China lifts four-year ban on US poultry imports
15 Nov 2019 --- China has made a decision to lift its four-year ban on poultry imports from the US, signaling new trade opportunities for North American chicken. The ban was first enforced by China in 2015 following an outbreak of avian influenza, which has since been the focal point of trade negotiations between Beijing and Washington DC. The announcement comes at the heels of a protein shortage in China resulting from African swine fever, which has led to the culling of millions of hogs in the past year.
“The US welcomes China’s decision to finally lift its unwarranted ban on US poultry and poultry products. This is great news for both America’s farmers and China’s consumers,” says US Trade Representative, Robert Lighthizer.
“China is an important export market for America’s poultry farmers and we estimate they will now be able to export more than US$1 billion worth of poultry and poultry products each year to China. Reopening China to US poultry will create new export opportunities for our poultry farmers and support thousands of workers employed by the US poultry industry,” he explains.
US Secretary of Agriculture Sonny Perdue comments, “After being shut out of the market for years, US poultry producers and exporters welcome the reopening of China’s market to their products. America’s producers are the most productive in the world and it is critical they are able to sell their bounty to consumers in other parts of the globe. We will continue our work to expand market access in important markets like China as well as other countries, to support our producers and US jobs.”
China has banned all US poultry since January 2015 due to the avian influenza outbreak in December 2014, “even though the US has been free of this disease since August 2017,” notes the US Department of Agriculture (USDA). The department reports that the US exported over US$500 million worth of poultry products to China in 2013.
The US is the world’s second largest poultry exporter, with global exports of poultry meat and products of US$4.3 billion last year, according to USDA statistics.
According to a recent Rabobank report, the US poultry sector is increasingly reliant on exports, as domestic markets fail to keep pace. The North American poultry industry continues to grow, and domestic demand “remains good,” but cannot sufficiently absorb the quantity of new product coming to market.
Commenting on the potential of new trade opportunities in China to help counterbalance lagging domestic consumption of poultry, Justin Sherrard, Global Strategist Animal Protein at RaboResearch Food & Agribusiness, tells FoodIngredientsFirst, “It’s certainly helpful, but is this all that it takes to change the balance in the US market?
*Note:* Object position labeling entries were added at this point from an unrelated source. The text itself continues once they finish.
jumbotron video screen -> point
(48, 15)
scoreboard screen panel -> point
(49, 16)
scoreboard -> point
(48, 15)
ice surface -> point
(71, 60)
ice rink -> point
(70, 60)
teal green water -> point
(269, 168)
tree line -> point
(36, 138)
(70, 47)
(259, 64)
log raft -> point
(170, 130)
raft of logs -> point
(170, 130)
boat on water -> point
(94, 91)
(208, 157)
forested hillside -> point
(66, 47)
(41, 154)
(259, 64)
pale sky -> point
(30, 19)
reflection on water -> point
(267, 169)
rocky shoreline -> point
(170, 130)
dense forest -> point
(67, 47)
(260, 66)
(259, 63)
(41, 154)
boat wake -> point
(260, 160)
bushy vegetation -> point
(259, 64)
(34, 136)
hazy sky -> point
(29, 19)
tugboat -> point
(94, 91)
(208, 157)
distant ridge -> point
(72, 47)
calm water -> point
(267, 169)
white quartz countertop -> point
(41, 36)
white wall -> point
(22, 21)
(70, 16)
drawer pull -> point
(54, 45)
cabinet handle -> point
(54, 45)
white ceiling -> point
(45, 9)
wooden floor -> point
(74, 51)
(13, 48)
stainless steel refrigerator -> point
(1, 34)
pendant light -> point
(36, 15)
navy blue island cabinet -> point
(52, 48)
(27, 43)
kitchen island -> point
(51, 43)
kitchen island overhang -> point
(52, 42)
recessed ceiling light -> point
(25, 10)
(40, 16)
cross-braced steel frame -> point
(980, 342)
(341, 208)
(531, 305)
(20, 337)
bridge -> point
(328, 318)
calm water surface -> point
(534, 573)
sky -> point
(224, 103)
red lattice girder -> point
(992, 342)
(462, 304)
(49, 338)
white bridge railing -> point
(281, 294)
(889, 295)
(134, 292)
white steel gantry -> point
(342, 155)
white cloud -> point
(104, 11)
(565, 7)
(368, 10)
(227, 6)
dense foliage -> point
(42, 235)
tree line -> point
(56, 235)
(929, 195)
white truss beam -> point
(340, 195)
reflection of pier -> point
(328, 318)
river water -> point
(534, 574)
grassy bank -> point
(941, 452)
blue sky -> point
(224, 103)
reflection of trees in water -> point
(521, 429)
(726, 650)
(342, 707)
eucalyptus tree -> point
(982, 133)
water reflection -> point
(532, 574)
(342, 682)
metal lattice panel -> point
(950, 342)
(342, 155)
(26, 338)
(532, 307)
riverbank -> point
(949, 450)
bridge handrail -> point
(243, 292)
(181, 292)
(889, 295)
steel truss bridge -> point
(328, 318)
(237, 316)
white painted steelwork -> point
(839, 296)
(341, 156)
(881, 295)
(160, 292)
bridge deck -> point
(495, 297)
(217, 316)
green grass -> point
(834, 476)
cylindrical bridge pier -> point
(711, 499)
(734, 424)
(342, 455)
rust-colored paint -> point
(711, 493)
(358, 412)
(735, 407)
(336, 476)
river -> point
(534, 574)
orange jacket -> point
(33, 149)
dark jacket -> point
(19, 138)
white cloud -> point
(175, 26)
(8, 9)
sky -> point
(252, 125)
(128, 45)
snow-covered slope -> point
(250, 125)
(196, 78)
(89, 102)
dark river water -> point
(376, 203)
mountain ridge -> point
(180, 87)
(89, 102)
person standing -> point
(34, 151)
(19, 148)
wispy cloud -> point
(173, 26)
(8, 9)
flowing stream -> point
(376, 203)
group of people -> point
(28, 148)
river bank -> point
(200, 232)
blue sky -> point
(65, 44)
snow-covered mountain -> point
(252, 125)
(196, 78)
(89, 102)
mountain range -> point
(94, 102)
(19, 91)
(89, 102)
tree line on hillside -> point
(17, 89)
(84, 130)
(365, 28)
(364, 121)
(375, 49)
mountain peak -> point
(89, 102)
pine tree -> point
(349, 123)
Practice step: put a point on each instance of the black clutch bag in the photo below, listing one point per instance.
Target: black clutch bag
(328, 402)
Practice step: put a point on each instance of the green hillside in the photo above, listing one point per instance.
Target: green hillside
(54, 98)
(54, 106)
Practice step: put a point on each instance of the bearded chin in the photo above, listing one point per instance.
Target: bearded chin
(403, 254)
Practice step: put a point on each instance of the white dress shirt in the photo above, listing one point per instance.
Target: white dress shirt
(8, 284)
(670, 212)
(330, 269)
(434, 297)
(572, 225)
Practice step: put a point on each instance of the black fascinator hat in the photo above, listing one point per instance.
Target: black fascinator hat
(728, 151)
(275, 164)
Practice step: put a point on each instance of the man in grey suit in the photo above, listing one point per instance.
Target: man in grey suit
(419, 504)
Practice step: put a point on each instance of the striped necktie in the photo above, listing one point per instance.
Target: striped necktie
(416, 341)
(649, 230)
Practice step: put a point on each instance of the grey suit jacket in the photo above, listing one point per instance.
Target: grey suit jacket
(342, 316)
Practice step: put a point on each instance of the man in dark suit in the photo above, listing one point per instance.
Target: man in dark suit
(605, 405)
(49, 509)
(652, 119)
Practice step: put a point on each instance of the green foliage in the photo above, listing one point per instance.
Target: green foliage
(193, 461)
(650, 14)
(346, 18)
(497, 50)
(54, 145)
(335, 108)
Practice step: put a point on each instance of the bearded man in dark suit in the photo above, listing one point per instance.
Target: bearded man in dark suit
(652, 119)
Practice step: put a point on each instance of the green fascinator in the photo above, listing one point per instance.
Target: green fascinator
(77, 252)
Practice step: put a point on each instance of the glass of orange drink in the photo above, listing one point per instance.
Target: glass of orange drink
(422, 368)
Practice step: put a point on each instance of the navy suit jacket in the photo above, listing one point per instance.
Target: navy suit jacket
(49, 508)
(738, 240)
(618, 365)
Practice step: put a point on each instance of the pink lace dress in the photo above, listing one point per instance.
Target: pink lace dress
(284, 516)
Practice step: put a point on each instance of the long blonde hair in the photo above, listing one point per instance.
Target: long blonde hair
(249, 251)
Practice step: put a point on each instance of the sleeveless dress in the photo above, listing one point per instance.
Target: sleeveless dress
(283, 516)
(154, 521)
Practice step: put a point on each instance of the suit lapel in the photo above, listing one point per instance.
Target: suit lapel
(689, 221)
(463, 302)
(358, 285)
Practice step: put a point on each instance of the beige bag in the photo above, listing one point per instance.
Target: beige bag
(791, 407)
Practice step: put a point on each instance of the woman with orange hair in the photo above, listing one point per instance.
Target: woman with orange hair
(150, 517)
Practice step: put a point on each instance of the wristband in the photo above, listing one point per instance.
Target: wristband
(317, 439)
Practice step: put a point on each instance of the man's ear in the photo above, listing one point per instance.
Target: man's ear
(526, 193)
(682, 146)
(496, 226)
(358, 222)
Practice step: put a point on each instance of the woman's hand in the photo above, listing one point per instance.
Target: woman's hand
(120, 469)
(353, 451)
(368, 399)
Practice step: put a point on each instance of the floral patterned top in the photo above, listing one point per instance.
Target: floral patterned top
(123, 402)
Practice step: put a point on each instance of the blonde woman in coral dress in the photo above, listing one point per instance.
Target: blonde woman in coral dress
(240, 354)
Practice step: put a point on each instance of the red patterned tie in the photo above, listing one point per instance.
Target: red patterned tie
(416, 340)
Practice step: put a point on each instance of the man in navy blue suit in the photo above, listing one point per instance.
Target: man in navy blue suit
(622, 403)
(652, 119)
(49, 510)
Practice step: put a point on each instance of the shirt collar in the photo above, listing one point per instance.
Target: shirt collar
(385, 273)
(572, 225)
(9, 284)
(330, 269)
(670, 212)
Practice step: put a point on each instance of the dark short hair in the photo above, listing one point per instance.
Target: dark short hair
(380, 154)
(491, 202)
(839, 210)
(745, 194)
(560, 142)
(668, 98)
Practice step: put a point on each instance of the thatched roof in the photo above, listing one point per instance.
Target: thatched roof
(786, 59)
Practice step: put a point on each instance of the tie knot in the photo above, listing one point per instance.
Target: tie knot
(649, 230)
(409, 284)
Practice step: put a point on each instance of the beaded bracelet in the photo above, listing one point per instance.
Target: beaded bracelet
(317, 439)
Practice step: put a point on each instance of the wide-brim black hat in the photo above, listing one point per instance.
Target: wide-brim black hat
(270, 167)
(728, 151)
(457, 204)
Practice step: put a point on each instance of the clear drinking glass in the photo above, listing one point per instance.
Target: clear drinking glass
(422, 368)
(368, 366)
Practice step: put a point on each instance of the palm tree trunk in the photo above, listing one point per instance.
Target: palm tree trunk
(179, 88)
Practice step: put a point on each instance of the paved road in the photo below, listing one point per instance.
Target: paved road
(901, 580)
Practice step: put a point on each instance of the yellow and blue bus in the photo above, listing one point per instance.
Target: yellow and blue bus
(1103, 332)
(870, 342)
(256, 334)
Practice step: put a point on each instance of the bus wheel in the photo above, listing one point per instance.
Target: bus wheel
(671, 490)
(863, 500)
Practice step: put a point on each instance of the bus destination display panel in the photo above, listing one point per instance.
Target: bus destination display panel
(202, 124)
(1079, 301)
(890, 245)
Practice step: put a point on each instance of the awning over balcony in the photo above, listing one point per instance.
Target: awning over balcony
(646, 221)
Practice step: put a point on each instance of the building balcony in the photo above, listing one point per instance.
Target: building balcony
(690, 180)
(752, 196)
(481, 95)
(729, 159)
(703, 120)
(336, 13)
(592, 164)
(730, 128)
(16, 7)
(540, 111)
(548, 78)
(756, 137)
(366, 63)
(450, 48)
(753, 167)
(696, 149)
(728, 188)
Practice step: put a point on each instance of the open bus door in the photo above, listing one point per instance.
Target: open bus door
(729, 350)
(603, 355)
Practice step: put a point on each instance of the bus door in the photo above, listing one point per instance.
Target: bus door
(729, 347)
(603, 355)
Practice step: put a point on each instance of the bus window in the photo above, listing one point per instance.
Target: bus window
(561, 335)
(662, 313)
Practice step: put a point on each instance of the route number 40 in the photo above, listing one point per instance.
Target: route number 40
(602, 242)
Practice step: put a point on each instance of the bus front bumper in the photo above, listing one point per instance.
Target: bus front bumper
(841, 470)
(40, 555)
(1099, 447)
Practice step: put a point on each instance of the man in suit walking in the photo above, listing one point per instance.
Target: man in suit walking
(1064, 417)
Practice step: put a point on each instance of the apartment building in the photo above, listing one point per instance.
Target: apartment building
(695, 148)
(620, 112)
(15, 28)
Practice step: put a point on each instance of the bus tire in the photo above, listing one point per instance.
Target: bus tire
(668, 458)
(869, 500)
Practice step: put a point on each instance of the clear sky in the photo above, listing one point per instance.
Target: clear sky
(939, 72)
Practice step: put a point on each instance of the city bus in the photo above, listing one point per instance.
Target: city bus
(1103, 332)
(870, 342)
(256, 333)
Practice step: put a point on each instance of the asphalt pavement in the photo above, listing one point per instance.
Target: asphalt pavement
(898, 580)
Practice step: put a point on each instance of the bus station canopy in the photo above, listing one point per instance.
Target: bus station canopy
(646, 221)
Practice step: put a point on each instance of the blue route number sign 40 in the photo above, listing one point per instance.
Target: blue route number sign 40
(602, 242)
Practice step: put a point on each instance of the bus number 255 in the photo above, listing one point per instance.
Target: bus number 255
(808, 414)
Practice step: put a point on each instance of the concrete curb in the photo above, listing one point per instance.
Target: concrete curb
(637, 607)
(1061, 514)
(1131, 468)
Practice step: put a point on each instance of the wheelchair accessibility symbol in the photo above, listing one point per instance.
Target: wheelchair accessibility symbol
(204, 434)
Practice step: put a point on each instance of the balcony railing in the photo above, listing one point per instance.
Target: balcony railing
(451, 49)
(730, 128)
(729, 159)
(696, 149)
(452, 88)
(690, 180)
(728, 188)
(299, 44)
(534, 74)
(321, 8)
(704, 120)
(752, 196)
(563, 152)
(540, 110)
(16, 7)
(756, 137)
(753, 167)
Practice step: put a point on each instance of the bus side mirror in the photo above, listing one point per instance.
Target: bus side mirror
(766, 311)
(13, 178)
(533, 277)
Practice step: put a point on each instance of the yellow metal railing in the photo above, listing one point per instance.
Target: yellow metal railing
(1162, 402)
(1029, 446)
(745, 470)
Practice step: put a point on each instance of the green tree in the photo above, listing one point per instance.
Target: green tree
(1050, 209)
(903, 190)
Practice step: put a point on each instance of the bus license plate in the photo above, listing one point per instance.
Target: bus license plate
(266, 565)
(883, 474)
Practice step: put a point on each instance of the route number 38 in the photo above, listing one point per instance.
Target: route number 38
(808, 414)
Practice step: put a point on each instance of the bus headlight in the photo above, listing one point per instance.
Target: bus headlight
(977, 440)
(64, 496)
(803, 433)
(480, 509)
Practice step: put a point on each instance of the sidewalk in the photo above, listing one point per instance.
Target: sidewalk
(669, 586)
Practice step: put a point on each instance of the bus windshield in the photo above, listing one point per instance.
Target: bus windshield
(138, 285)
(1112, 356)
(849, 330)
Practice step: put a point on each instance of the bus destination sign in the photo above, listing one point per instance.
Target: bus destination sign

Let’s wait and see.”
“China wants to import leg quarters and wing tips in particular. If you increase production in the US, you’re increasing production of the whole bird carcass – so you still need to find additional demand for every part of the carcass, not just the parts that China has a demand for. So that’s why we should be cautious about what exactly this could mean, although it’s definitely moving in the right direction. It’s a good thing for global trade in animal protein and it’s a good thing to see these steps being taken between China and the US to improve trade relationships,” he explains.
Meanwhile, the National Chicken Council (NCC), National Turkey Federation (NTF) and USA Poultry and Egg Export Council (USAPEEC) has applauded the recent lifting of the ban.
The groups released the following joint statement welcoming the news, saying, “Lifting the ban has been a top priority of the US poultry industry for the past four years. US poultry producers are committed to raising high-quality, nutritious products and we are extremely pleased that we will once again have the opportunity to share these products with Chinese consumers. We look forward to resuming a trade partnership with China in the coming weeks.”